Fig. 6.. The effect of TNC loss-of-function on the anti-tumor function of CD47 KO.

A. Knocking down TNC expression in WT cells and clone 21 CD47^−/− cells using TNC specific shRNA (TNCKD). Non-silencing shRNA (NS) was used as a control. B. Growth curve of TNCKD cells in comparison to their counterparts. C. H&E staining of xenografts derived from CD47 WT and CD47^−/− cells harboring TNCKD. Bar = 500 μm. D. Quantification of tumor size. E. Staining of human specific TNC confirmed TNC downregulation in xenografts derived from cells receiving TNC shRNA. Bar = 100 μm. F. Staining of the microglial/macrophage marker Iba-1 in TNCKD xenografts. Bar = 20 μm. G. Quantification of the number of Iba-1⁺ cells in control and CD47^−/− xenografts with and without TNCKD. TNCKD decreased Iba1⁺ cells in CD47^−/− xenografts. *: P<0.05, n=5.

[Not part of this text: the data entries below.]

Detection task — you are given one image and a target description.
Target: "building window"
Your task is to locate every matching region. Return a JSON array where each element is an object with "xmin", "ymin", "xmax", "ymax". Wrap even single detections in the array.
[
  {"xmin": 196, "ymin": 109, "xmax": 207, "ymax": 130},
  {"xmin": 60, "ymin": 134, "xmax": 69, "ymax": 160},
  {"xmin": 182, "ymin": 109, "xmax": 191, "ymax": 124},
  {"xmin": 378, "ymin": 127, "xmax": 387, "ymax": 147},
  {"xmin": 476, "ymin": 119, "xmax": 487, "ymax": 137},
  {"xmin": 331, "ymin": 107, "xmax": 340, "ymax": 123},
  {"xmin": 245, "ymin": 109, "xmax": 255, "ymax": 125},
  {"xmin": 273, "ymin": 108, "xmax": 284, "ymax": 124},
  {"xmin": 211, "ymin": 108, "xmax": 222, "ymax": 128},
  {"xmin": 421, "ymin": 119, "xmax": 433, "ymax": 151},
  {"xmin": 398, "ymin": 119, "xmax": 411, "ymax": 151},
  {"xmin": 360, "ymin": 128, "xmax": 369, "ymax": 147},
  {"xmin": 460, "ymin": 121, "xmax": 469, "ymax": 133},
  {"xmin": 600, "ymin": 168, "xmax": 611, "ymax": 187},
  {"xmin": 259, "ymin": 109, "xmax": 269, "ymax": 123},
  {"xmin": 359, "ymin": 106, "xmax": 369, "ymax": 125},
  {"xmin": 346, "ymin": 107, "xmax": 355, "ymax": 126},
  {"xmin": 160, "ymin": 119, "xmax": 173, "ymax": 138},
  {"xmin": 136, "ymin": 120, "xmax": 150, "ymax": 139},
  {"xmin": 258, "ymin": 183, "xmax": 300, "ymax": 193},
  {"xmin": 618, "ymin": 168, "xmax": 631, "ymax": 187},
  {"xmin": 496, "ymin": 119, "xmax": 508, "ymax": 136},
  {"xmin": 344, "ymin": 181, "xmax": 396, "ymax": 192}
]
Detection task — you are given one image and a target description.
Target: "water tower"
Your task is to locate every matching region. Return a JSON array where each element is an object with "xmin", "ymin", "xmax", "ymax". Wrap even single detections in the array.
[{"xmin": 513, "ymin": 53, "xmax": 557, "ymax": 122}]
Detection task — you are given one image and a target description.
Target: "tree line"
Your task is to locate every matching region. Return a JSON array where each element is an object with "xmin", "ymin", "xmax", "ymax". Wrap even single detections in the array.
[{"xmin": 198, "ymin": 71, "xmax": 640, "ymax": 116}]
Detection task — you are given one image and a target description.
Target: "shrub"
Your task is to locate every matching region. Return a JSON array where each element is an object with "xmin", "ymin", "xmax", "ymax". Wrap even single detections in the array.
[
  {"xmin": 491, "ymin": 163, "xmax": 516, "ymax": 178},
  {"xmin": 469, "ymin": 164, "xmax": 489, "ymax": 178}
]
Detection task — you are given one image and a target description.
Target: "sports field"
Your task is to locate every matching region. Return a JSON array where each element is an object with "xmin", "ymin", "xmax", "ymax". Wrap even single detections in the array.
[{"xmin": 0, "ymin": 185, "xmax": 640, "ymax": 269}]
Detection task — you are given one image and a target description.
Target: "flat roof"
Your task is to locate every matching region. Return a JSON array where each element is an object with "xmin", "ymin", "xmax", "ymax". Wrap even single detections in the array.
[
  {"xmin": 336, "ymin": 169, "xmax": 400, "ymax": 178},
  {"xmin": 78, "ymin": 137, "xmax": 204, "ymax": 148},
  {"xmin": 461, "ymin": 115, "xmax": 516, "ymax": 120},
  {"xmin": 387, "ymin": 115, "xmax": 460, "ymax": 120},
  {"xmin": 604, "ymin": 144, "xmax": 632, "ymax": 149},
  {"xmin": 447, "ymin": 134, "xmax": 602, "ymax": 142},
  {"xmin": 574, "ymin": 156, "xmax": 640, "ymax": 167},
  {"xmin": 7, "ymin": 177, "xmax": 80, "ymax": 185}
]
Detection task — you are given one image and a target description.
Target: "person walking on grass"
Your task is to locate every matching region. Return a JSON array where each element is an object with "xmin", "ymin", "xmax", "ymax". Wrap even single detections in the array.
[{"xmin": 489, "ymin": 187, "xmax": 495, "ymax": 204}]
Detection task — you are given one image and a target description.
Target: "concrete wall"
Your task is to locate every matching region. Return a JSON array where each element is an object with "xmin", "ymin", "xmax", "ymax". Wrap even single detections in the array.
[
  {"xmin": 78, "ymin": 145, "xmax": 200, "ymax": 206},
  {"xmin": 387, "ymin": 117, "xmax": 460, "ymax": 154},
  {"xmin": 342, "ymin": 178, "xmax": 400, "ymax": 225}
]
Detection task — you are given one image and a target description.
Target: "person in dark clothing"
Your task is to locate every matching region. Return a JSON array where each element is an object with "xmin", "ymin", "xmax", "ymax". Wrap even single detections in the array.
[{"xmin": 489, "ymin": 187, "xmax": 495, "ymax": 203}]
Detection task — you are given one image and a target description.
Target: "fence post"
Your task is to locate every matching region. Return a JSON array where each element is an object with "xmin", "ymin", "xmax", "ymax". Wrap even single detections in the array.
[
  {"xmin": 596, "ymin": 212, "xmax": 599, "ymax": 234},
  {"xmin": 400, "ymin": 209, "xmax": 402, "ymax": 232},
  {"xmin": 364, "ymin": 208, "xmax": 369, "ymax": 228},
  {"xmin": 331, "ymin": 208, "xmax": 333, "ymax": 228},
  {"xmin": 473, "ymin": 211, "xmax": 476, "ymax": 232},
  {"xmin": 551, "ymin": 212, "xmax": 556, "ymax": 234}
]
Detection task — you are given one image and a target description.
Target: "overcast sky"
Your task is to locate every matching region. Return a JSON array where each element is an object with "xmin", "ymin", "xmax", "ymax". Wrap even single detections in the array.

Fig. 7.. Effect of TNC on phagocytosis and macrophage cells.

A. TNCKD in tumor cells decreased phagocytosis of WT and CD47^−/− cells by macrophages. B. Quantification of phagocytosis, n=3. C. RT-PCR indicated that exogenous TNC induced expression of pro-inflammatory genes including IL-1β, IL-6 and TNF-α in THP-1 cells in a dose dependent manner. LPS was used as a positive control, n=6. D. ELISA showed TNC increased TNF-α secretion in THP-1 cells in a dose dependent manner, n=3. E. Immunohistochemistry staining of TNF-α in CD47 WT +/− NS and CD47^−/− +/− TNCKD xenografts. Methyl green (green) was used to counterstain nuclei. Bar = 20 μm. F. Quantification of % of cells with TNF-α staining in the xenografts. n=5. G. Immunoblot analysis indicated that TNC treatment activated STAT3 in THP-1 cells, which was blocked by the STAT3 inhibitor stattic. H. Stattic prevented TNF-α production in THP-1 cells treated with TNC, n=3. I. TLR4 inhibitor TAK242 blocked STAT3 activation in THP-1 cells in response to TNC. J. TAK242 decreased TNC-induced TNF-α production in THP-1 cells, n=3. *: P<0.05.